Once a traditional Paiute meeting place, Dayton was used as a base camp for fishing on the Carson River and as a winter camp, sheltered from the snows of the nearby Sierra. The discovery of silver and gold changed that forever. In 1849, Abner Blackburn, during a stopover on his way to the California gold fields, was the first to find gold. Legend has it he used a hunting knife and a frying pan to prospect. It was not a rich strike, however, and as California beckoned, Abner and his friends moved on.

In 1849, Spafford Hall built a log trading post to serve prospectors and emigrants, and the area became known as Halls Station. Over the next few years the name changed several times and finally, in 1861, the town was named Dayton after town surveyor and future Surveyor General John Day.

Dayton was the Lyon County seat from 1861 until 1909, when one of the frequent and often suspicious fires burned the courthouse. At that point, Yerington won the battle to become the county seat.

It was the silver discoveries that created the need for stamp mills to crush the rock and release the metal for use. There was water available in the valley and in 1861 the first ore crushing stamp mill was built in Dayton. Eventually there were 21 quartz mills along the Carson River. The Rock Point Mill, located in the Park on the west side of the highway, was one of the earliest large mills in Nevada built to crush ore from the Comstock mines. The mill brought workers and merchants from across the Nevada Territory, turning Dayton into a bustling mining town.

In the mid 1850s, camels were tested by Lt. Edward Beale of the U.S. Army for use in caravan operations in the southwest. The experiment was unsuccessful. The camels were auctioned off and brought to Dayton to haul wood and salt to the mills and mines of the Comstock. The Leslie Hay Barn on Pike Street corralled the camels and they were used for the next 10 years. They were later abandoned to fend for themselves. Few were seen after the 1880s.

Dayton was a Pony Express stop between July 1, 1861, and November 20, 1861, and also served as a stage stop and depot for the newly completed railroad.

Disastrous fires in 1866, and again in 1870, wiped out most of the town, and the population dwindled. Construction of the Sutro Tunnel in the late 1870s revived Dayton's population to some extent, but the fires took a toll. By 1900 the population had dropped to a mere 500 residents due to the decline in the mining industry.

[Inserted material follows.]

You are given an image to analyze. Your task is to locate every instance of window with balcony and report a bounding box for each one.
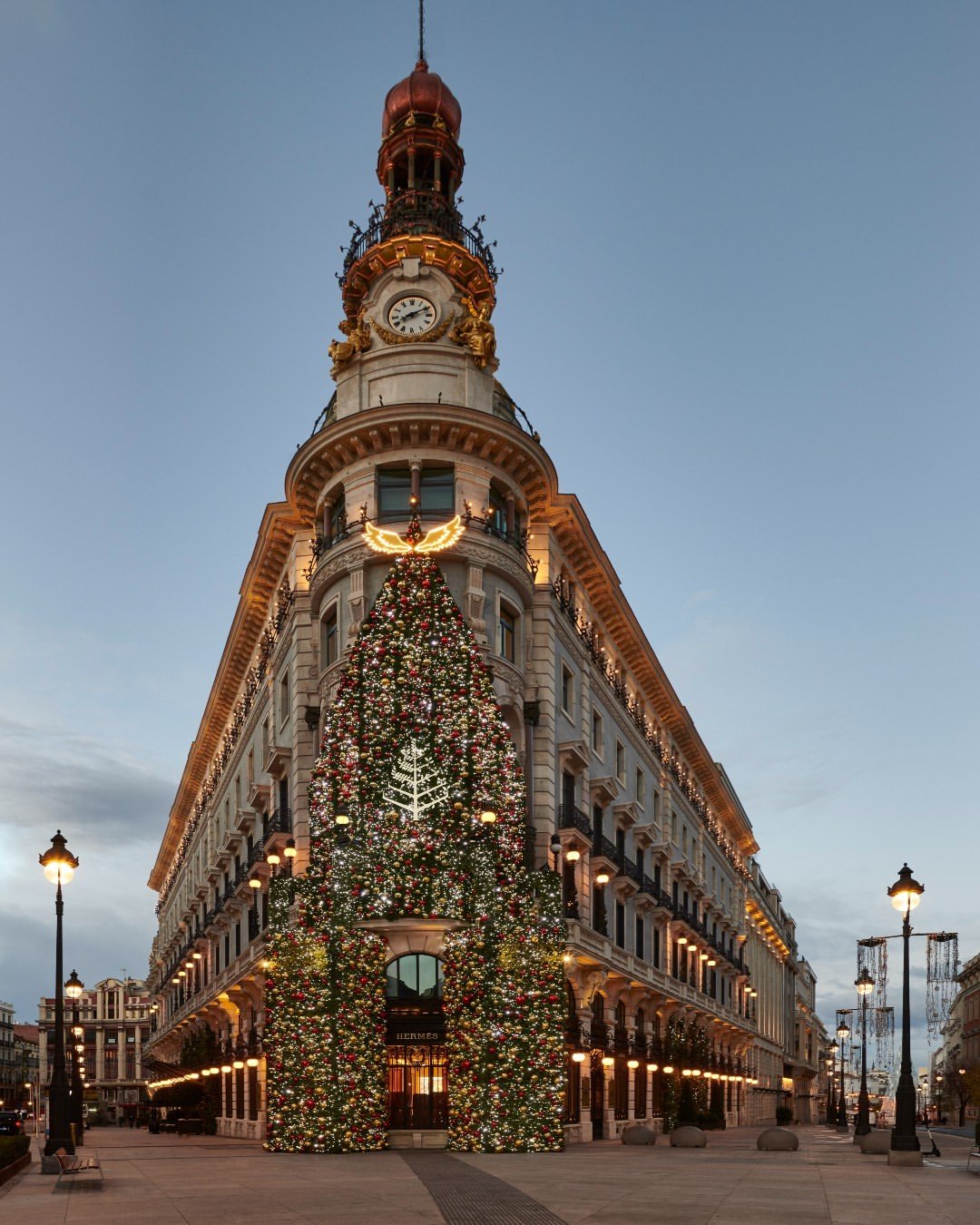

The mill, too, was destroyed by fire, first in 1882 and again in 1909, and floods also caused damage. Although the mill was rebuilt, demand lessened and it was dismantled and moved to Silver City in the 1920s.

Huge quantities of wood were needed to support the mining activities in Virginia City and surrounding areas. Dayton was known as the "Cordwood Capitol" of Nevada and by around 1870, all the wood from the valley was cut. Then, from the 1920s to 1954, the mill site was used as the local dump. In 1954 the property was deeded to the Nevada Department of Transportation, and in 1977 the Nevada Legislature officially transferred the land to Nevada State Parks, establishing Dayton State Park. Construction began early in 1979 and the park was opened to the public in the fall of that year.

The Carson River flood of 1997 substantially changed the flow of the river, which is now considerably more to the east than before the flood. The park now serves as a site for year-round camping, picnicking, nature study and events in the park's group area.